Developer Forums | About Us | Site Map


Useful Lists

Web Host
site hosted by netplex

Online Manuals

Cultured Perl: Reading and writing Excel files with Perl
By Teodor Zlatanov - 2004-09-23 Page:  1 2 3

Using the Spreadsheet::WriteExcel and Spreadsheet::ParseExcel modules

Only recently have the doors been open to Microsoft Excel, the most popular spreadsheet application for the desktop. This article takes a look at reading and writing Excel files in Windows and Linux, using Perl and a few simple modules. The author of this article, Teodor Zlatanov, is an expert in Perl who has been working in the community since 1992 and who specializes in, among other things, open source work in text parsing.

Parsing Excel files presents a conundrum any way you look at it. Until last year, UNIX modules were completely unavailable, and data from Excel files for Windows could only be retrieved with the Win32::OLE modules. But things have finally changed, thanks to two Perl hackers and a lot of volunteer help and contributions!

Spreadsheet::WriteExcel and Spreadsheet::ParseExcel

In 2000, Takanori Kawai and John McNamara produced the Spreadsheet::WriteExcel and Spreadsheet::ParseExcel modules and posted them on CPAN, which made it possible, though not easy, to extract data from Excel files on any platform.

As we'll see later, Win32::OLE still offers a simpler, more reliable solution if you're working with Windows, and is recommended by the Spreadsheet::WriteExcel module for more powerful manipulations of data and worksheets. Win32::OLE comes with the ActiveState Perl toolkit, and can be used to drive a lot of other Windows applications through OLE. Note that to use this module, you still need to have the Excel engine (usually installed with Excel itself) installed and licensed on your machine.

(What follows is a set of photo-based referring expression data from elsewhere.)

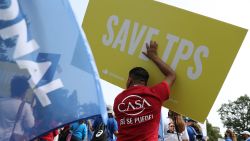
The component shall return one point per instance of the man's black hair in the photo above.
(139, 74)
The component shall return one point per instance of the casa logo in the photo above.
(133, 105)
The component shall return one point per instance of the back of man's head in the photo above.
(19, 85)
(139, 74)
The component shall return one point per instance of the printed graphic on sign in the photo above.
(48, 78)
(200, 49)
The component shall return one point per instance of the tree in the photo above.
(236, 114)
(212, 133)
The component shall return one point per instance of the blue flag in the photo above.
(48, 77)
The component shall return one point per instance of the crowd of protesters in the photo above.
(135, 115)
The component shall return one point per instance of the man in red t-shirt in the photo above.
(138, 108)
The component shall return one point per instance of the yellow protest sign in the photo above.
(201, 50)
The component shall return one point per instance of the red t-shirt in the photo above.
(137, 110)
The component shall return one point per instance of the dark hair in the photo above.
(139, 74)
(19, 85)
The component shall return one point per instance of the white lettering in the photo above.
(122, 35)
(36, 70)
(23, 47)
(11, 12)
(179, 53)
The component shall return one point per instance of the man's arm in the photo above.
(164, 68)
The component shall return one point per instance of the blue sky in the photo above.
(235, 12)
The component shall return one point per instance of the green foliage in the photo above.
(236, 115)
(212, 133)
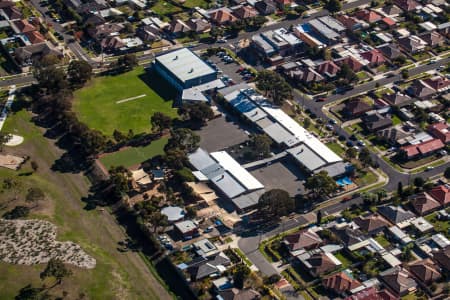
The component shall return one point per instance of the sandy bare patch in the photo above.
(29, 242)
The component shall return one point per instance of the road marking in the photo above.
(130, 99)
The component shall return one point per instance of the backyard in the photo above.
(123, 102)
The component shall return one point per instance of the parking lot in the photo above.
(283, 174)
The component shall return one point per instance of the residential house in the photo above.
(423, 149)
(440, 131)
(354, 64)
(442, 257)
(425, 271)
(340, 283)
(237, 294)
(423, 203)
(372, 224)
(368, 16)
(304, 239)
(27, 55)
(375, 57)
(374, 121)
(399, 281)
(433, 38)
(408, 5)
(265, 7)
(328, 68)
(396, 215)
(222, 16)
(244, 12)
(355, 108)
(412, 44)
(390, 51)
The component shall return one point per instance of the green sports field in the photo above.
(122, 102)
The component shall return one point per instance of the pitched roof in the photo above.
(425, 270)
(441, 194)
(302, 239)
(423, 203)
(340, 282)
(371, 223)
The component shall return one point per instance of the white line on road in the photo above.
(130, 99)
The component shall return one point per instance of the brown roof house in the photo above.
(423, 203)
(304, 239)
(425, 270)
(399, 281)
(433, 38)
(340, 283)
(355, 108)
(375, 121)
(328, 68)
(372, 224)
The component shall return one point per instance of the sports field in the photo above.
(122, 102)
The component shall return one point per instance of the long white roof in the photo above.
(236, 170)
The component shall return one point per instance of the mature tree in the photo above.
(321, 184)
(183, 139)
(197, 113)
(79, 72)
(55, 268)
(333, 6)
(274, 85)
(260, 144)
(160, 121)
(276, 203)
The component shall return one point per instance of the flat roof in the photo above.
(184, 64)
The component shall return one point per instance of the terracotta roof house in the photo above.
(375, 121)
(433, 38)
(35, 37)
(421, 90)
(439, 83)
(352, 62)
(244, 12)
(320, 263)
(407, 5)
(24, 26)
(413, 44)
(440, 131)
(425, 270)
(368, 15)
(390, 51)
(355, 108)
(304, 239)
(13, 13)
(340, 283)
(397, 98)
(265, 7)
(237, 294)
(375, 57)
(441, 194)
(442, 257)
(423, 203)
(399, 281)
(28, 54)
(222, 16)
(328, 68)
(372, 224)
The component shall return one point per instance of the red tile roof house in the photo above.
(328, 68)
(340, 283)
(440, 131)
(352, 62)
(375, 57)
(423, 149)
(368, 15)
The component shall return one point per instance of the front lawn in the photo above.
(134, 155)
(125, 101)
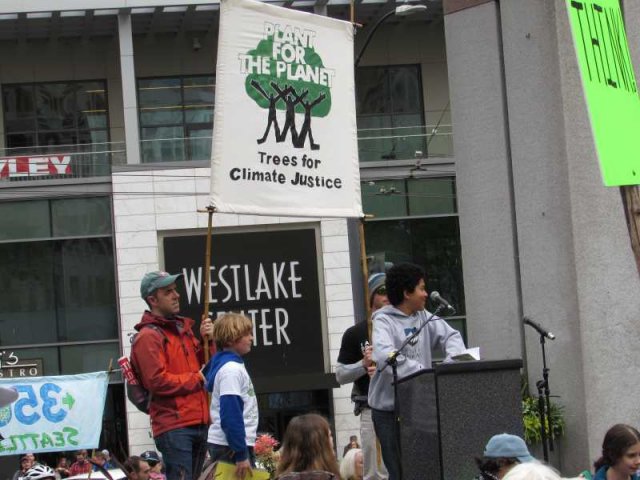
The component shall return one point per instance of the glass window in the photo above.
(176, 118)
(390, 112)
(25, 220)
(410, 196)
(415, 220)
(85, 289)
(48, 355)
(28, 313)
(59, 118)
(433, 243)
(55, 288)
(81, 216)
(87, 358)
(431, 196)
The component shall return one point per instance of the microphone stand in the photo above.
(392, 360)
(544, 405)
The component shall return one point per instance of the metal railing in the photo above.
(97, 159)
(60, 161)
(407, 142)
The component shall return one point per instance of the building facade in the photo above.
(106, 136)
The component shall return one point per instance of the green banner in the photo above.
(609, 87)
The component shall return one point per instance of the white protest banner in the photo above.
(284, 135)
(53, 414)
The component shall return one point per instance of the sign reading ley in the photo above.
(272, 277)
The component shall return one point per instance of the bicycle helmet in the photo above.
(39, 472)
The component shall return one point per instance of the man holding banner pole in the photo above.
(167, 358)
(356, 366)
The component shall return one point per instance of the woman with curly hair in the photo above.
(620, 458)
(307, 450)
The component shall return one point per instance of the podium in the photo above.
(448, 413)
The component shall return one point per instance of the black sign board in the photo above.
(270, 276)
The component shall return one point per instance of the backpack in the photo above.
(136, 393)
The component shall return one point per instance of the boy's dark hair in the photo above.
(401, 278)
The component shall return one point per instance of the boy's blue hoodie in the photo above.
(231, 406)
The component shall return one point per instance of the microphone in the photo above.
(539, 329)
(436, 298)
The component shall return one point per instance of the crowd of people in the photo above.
(144, 467)
(188, 427)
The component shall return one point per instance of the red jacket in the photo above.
(168, 366)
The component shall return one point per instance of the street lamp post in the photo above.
(401, 11)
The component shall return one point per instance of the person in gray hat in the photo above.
(167, 358)
(355, 366)
(501, 454)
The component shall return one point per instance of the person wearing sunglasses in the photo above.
(355, 366)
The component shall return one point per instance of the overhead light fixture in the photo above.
(405, 10)
(178, 9)
(105, 12)
(142, 10)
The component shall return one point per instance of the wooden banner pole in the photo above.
(207, 280)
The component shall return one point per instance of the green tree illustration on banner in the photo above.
(285, 73)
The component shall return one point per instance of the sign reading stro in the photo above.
(53, 414)
(285, 135)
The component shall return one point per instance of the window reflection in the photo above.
(60, 118)
(390, 112)
(176, 118)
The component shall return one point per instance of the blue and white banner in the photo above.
(53, 413)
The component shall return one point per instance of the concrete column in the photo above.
(607, 282)
(128, 75)
(542, 201)
(483, 176)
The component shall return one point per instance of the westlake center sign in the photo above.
(272, 278)
(284, 135)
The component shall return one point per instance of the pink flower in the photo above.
(265, 444)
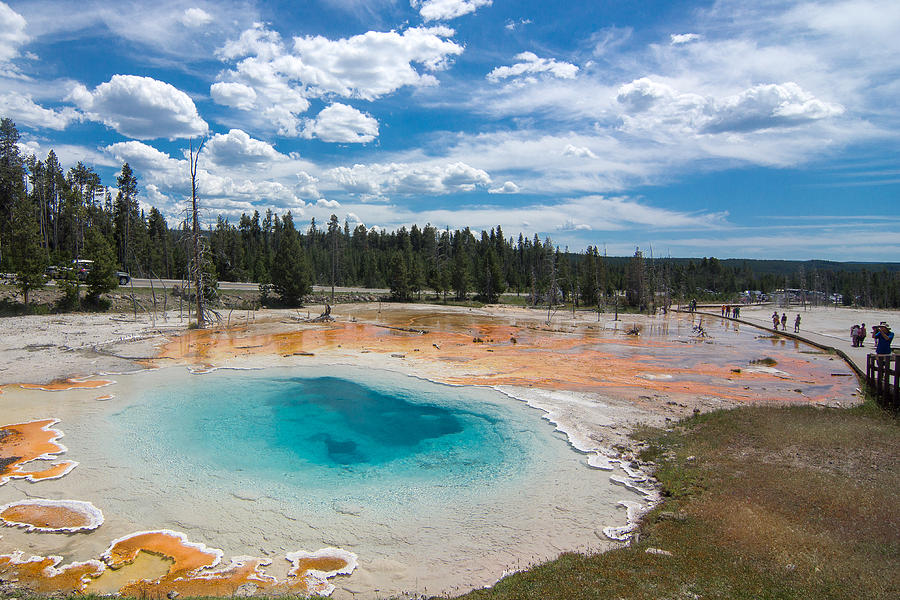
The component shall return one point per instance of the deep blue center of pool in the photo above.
(307, 430)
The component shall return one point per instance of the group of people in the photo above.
(881, 333)
(776, 320)
(731, 311)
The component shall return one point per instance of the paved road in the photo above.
(249, 286)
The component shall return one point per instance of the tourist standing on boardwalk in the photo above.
(883, 337)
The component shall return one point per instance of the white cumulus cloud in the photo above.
(24, 111)
(233, 94)
(12, 33)
(578, 151)
(508, 187)
(380, 179)
(196, 17)
(141, 107)
(651, 106)
(683, 38)
(444, 10)
(274, 81)
(530, 65)
(342, 123)
(237, 148)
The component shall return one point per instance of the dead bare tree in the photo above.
(197, 263)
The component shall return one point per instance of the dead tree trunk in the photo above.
(195, 233)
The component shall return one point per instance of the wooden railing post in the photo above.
(879, 380)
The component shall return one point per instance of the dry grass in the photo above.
(761, 502)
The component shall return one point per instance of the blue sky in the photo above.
(730, 129)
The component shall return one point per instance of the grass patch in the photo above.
(760, 502)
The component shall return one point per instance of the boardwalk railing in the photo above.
(883, 379)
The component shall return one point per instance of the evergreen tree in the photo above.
(124, 210)
(102, 276)
(399, 277)
(290, 269)
(12, 183)
(30, 260)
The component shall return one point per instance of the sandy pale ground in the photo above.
(590, 379)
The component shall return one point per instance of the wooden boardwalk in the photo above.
(883, 379)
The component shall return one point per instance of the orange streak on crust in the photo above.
(223, 582)
(185, 556)
(68, 384)
(40, 574)
(579, 360)
(192, 572)
(45, 517)
(25, 442)
(322, 563)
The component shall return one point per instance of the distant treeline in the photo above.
(48, 217)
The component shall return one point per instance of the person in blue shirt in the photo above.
(883, 337)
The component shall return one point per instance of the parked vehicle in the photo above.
(81, 268)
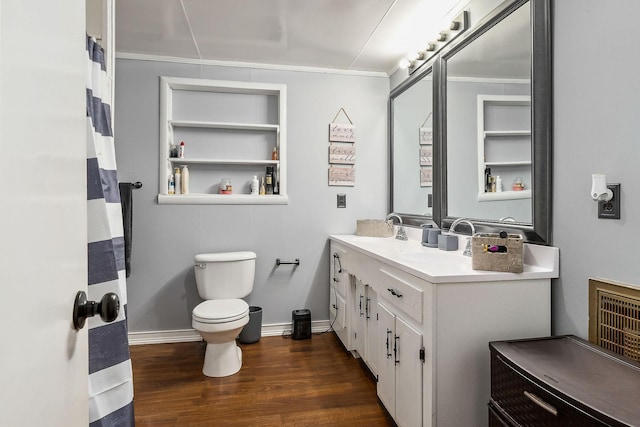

The applications that need to parse Excel data number in the thousands, but here are a few examples: exporting Excel to CSV, interacting with a spreadsheet stored on a shared drive, moving financial data to a database for reporting, and analyzing data not provided in any other format.

To follow along with the examples given here, you must have Perl 5.6.0 installed on your system. Preferably, your system should be a recent (2000 or later) mainstream UNIX installation (Linux, Solaris, BSD). Although the examples may work with earlier versions of Perl and UNIX, and with other operating systems, you should consider cases where they fail to function as exercises to solve.

Windows example: parsing

This section applies to Windows machines only. All the other sections apply to Linux.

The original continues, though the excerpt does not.